Capsule Security secures AI agents at runtime by continuously monitoring agents to detect anomalous behaviors. The Capsule platform protects every agent action, preventing risky commands, unsafe tool usage, and data exposure.

“AI agents are becoming a new class of privileged user in the enterprise, a user that can act at machine speed and does not behave like deterministic software. Trust has to be enforced at runtime so teams can keep up with agents and stay in control of what they access and execute.”

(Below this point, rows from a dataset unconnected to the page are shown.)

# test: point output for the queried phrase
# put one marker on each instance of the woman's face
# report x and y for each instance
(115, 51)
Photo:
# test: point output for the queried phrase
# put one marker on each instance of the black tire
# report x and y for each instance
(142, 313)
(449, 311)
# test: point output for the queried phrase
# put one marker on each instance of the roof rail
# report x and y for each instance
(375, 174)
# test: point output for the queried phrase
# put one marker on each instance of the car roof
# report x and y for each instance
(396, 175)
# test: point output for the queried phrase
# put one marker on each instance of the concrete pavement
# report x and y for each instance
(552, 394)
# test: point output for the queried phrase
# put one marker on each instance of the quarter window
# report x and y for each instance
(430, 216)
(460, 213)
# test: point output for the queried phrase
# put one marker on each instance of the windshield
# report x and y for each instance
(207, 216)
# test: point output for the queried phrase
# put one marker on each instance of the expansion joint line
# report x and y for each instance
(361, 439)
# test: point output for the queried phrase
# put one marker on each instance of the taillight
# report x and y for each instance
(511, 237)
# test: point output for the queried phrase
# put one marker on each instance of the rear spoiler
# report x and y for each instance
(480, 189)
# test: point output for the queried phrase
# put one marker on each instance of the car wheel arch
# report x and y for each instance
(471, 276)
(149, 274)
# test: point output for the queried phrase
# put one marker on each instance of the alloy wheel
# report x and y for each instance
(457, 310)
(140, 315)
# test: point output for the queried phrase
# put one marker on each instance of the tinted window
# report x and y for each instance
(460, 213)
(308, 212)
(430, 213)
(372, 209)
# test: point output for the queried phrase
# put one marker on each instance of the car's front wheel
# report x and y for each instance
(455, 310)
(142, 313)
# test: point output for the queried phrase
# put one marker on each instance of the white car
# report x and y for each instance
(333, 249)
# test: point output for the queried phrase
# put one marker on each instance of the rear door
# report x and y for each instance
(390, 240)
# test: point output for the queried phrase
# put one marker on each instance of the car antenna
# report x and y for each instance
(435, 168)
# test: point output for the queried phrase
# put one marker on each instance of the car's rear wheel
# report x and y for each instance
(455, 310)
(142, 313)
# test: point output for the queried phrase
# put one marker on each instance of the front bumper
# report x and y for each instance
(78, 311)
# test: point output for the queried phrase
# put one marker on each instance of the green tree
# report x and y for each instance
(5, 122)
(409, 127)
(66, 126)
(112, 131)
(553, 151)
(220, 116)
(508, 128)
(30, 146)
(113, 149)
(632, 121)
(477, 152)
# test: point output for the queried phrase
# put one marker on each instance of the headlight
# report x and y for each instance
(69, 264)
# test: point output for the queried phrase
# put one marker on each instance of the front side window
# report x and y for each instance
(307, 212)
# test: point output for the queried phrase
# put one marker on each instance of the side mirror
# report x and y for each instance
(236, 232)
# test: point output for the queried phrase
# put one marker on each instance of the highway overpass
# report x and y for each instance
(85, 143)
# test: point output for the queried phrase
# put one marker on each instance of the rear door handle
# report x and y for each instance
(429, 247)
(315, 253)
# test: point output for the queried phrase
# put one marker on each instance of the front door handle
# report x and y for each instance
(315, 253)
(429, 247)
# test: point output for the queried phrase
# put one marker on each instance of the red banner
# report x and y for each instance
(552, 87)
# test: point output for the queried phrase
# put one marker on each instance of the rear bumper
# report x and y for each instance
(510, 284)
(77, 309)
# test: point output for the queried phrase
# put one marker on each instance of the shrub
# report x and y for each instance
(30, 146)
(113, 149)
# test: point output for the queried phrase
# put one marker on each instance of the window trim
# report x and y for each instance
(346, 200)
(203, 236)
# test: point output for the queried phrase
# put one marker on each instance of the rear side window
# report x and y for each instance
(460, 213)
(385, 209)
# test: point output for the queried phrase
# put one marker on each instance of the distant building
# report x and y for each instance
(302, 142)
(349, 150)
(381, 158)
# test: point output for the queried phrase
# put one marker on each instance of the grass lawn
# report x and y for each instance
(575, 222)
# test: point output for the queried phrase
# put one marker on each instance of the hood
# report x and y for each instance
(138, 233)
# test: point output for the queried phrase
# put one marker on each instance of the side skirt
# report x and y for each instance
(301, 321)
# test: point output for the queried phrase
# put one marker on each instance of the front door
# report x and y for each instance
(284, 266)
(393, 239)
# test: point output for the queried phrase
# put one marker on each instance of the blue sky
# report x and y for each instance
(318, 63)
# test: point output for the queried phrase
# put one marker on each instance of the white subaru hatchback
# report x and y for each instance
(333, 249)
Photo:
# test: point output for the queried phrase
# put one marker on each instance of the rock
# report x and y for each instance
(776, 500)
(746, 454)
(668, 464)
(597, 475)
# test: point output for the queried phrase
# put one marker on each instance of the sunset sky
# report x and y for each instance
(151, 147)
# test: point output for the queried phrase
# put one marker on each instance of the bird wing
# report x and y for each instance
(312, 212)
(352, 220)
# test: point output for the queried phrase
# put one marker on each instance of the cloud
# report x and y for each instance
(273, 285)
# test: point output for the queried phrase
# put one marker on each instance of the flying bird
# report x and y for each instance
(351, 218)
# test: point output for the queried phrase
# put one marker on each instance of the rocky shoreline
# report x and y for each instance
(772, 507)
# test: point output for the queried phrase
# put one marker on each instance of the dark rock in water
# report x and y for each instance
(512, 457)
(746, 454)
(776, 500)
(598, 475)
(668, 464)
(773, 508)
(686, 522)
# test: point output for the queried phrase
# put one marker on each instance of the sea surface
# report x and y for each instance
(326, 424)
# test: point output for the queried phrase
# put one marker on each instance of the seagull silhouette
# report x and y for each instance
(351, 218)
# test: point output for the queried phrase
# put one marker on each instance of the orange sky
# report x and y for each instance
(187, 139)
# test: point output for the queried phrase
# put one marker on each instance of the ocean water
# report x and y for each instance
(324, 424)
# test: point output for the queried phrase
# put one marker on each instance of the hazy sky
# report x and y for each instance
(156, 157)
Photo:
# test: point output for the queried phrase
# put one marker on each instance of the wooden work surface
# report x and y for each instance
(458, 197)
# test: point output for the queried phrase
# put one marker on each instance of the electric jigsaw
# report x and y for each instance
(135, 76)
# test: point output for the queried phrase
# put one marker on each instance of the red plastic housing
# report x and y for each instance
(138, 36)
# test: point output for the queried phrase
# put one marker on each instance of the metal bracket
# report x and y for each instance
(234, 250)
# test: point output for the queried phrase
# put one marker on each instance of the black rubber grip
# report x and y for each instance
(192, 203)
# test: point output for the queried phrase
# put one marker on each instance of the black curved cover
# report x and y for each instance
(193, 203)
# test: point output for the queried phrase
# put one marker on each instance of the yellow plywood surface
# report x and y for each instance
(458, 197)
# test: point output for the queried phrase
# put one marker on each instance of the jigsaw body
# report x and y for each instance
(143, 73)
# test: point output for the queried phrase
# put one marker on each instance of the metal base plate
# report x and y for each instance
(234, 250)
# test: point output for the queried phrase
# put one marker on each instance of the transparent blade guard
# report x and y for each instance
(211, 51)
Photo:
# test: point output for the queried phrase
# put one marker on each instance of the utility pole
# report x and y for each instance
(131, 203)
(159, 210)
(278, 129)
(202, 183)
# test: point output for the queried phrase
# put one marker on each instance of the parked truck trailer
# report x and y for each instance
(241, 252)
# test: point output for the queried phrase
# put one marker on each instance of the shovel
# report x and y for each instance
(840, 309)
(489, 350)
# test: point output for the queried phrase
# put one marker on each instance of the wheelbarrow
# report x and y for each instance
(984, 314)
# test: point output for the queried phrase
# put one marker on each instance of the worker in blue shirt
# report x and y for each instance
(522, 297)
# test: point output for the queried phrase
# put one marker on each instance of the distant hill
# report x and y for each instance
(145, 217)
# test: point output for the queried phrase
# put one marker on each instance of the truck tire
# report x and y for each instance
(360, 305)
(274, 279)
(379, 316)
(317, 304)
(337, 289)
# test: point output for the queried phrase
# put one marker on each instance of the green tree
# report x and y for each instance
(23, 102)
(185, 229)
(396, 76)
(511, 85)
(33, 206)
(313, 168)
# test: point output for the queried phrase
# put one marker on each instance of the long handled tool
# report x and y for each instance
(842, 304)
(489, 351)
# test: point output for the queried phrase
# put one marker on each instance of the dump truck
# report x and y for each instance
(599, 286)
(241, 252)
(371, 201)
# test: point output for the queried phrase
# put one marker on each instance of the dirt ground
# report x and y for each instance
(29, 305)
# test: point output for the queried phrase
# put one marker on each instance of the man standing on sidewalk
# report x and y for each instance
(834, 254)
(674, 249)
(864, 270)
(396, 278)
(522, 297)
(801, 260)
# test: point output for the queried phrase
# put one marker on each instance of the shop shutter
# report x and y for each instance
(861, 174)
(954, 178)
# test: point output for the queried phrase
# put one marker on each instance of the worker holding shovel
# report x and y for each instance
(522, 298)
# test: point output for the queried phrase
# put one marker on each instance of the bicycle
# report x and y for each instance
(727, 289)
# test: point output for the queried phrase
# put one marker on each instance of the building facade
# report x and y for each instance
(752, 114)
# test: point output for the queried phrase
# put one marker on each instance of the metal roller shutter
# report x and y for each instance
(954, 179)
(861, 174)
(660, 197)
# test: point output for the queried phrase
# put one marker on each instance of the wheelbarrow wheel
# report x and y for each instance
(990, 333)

Noar Paz CEO and Co-Founder, Capsule Security

5) Preserve evidence for reconstruction

Forensic chain of custody is essential to produce defensible records for regulators and legal discovery. Practically speaking, evidence including hashes, lineage records, evaluation histories, approval records, deployment timestamps, and model change logs must survive long enough to support a real investigation.

WitnessAI ensures the evidentiary record is preserved, providing enterprise-wide observability and controls over AI usage including governance records, policy enforcement decisions, and audit trails.

“AI workflows are maturing and starting to cross corporate LLMs, cloud models, and agents. Without unified visibility across those interactions, enterprises can't govern AI or create a defensible audit trail.”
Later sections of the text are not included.